Pretty similar kinesiology tape pattern as the SpiderTech pre-cut and also what I’d probably use, so no real comment there…
Other than some sort of progressive strength training, sounds like you’re hitting all the normal angles of treatment for plantar aspect foot/heel pain. If I was you, from here I’d explore:
Why did this happen in the first place (tough question to answer, but be honest with yourself)?
1A) What types of resistance exercises can I perform on the lower extremity that do not seem to increase my pain (intrinsic foot muscles, ankle muscles, knee muscles, hip muscles, etc…)? If they do not negatively affect my symptoms, slowly progress them (decrease brain’s perceived threat to the area, etc…). Progress in both intensity and specificity to running if possible.
What does it look like when I’m running (at the foot, ankle, knee, hip, etc…)
Are there modest changes to my running that might change how my body accepts and distributes the forces (different footwear? striking pattern? etc…)
These are all suggestions without any knowledge of you and your situation beyond what you have shared. Ultimately, ask yourself if you trust your PT. Just like a triathlon coach, if you trust your PT you should follow what they say way before myself or anyone else on this board. If you don’t, then you should probably discontinue with the PT and self-care or seek a different health care professional (another PT, for example).*
Definitely go with the night splint. Also another trick is to freeze a full water bottle and roll your feet on it while sitting on the slowtwitch forums. Try and stay away from any medication. It should heal up after a week or so; maybe shorter, maybe longer. DO NOT go running the first day it feels “fine”. You will injur it again within the first mile or two and must start over again. I made this mistake twice with the exact same injury. I reinjured the same damn foot 3 times in a row and finally just took to swimming for a few weeks.

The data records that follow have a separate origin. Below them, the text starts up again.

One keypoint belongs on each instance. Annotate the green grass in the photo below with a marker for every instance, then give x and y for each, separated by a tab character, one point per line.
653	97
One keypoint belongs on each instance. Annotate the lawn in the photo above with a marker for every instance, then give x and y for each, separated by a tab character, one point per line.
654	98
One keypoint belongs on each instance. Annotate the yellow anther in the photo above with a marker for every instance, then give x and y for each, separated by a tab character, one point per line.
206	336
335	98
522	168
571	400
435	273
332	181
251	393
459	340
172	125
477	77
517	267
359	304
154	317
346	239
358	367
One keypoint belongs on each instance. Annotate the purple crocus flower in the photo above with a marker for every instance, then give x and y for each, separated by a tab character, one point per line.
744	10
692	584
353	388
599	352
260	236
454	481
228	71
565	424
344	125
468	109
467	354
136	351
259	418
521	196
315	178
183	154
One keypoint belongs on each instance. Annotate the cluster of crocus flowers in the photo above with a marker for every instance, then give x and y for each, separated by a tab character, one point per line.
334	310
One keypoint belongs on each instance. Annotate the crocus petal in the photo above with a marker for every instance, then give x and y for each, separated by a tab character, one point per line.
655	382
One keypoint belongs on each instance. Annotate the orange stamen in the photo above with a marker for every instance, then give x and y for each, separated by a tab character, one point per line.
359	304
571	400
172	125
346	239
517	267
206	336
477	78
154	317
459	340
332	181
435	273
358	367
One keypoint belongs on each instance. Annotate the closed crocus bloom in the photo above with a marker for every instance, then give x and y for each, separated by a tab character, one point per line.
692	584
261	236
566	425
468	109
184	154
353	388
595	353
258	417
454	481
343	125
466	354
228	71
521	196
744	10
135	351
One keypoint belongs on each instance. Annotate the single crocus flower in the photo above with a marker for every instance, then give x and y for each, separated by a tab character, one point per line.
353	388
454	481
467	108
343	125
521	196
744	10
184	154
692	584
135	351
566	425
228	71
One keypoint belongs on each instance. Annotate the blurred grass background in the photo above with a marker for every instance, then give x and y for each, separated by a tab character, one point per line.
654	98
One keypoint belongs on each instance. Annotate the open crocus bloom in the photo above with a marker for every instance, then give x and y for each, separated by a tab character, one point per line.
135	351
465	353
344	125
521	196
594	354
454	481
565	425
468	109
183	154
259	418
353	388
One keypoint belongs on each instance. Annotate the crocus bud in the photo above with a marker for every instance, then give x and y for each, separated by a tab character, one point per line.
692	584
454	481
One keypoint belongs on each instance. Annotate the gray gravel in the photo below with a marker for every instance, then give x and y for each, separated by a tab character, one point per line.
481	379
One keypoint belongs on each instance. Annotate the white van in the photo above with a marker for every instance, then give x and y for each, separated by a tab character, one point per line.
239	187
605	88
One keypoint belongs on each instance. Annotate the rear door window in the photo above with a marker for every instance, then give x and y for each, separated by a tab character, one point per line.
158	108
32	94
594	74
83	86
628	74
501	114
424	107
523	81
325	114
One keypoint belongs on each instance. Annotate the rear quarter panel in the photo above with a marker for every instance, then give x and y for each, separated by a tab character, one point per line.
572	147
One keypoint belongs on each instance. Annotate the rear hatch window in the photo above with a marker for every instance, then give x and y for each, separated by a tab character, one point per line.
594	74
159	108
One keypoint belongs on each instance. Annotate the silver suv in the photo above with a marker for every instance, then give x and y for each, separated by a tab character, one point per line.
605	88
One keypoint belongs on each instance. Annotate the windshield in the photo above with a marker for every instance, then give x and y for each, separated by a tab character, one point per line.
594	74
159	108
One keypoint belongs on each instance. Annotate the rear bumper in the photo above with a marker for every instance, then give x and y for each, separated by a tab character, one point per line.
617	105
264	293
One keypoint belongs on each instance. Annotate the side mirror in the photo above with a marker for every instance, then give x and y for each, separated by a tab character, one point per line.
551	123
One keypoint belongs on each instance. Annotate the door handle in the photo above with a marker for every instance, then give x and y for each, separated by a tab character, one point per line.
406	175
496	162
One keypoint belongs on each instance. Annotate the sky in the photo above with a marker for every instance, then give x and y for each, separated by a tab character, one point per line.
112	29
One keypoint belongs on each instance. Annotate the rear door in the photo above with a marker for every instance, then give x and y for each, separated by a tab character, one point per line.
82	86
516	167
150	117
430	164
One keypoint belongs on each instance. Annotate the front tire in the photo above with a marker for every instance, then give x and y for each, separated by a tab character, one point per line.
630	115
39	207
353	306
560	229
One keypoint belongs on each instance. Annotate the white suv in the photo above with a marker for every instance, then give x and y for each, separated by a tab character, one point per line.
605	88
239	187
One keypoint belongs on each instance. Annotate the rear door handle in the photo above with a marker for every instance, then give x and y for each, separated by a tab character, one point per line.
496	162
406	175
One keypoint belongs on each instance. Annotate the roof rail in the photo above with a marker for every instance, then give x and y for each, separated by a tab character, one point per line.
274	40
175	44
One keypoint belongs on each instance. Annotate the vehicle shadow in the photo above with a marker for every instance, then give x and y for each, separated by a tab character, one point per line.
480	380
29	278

I have been in about the same place for a long time and today I can say I am out. There are a few ideas that I have had in mind as I read your story:
In the first stage of your recovery do not over stretch your foot. I wanted to get better so much that I did overstretch and made things worse. Avoid pain as you stretch. Get into serious stretching only as the inflammation (or the pain) goes down. Try to change your job conditions - whatever you can do is good. I did find myself in a better condition after I managed to spend less time on my feet at work.
Do the treatments that feel good to you - if it is too painful or uncomfortable don’t do it. I struggled with orthotics two months until I understood that if it is so uncomfortable then it is not the treatment for me. The same is true about shoes.Use taping - it made wonders for me. Find the taping technique that suits you and use it until it feels good. Practice makes perfect. A good place to learn about plantar fasciitis taping is this link**.**Each individual has his own case of injury. What works for me will not always work for you. If I have flat feet and you have high arches we have different causes for the disorders so we will benefit from different types of treatment.Don’t give up. Keep on reading. Keep on searching for answers. There is a lot of info on this forum in many other threads and even more on the web. If I could do it so can you.
Take care and good luck
Look into Shock Wave Therapy. Its expensive and insurance probably will not cover it but it was the best $$ I ever spent. I went through all the same drills with the PT and Ortho and at the end of the day it only minimally helped. Had the SWT done in April and I was doing long runs by July virtually pain free.
My issue is that the fasica is torn away from the bone - do you think this shockwave therapy would help this or just the tightness of my plantar fascia? Thanks!
I’m not a Dr so I really don’t know. I had a bad case of PF but nothing was separated from the bone. I would find a podiatrist who utilizes this treatment and ask questions. If you should happen to be located in NYC/NJ area I can give you the name of my guy.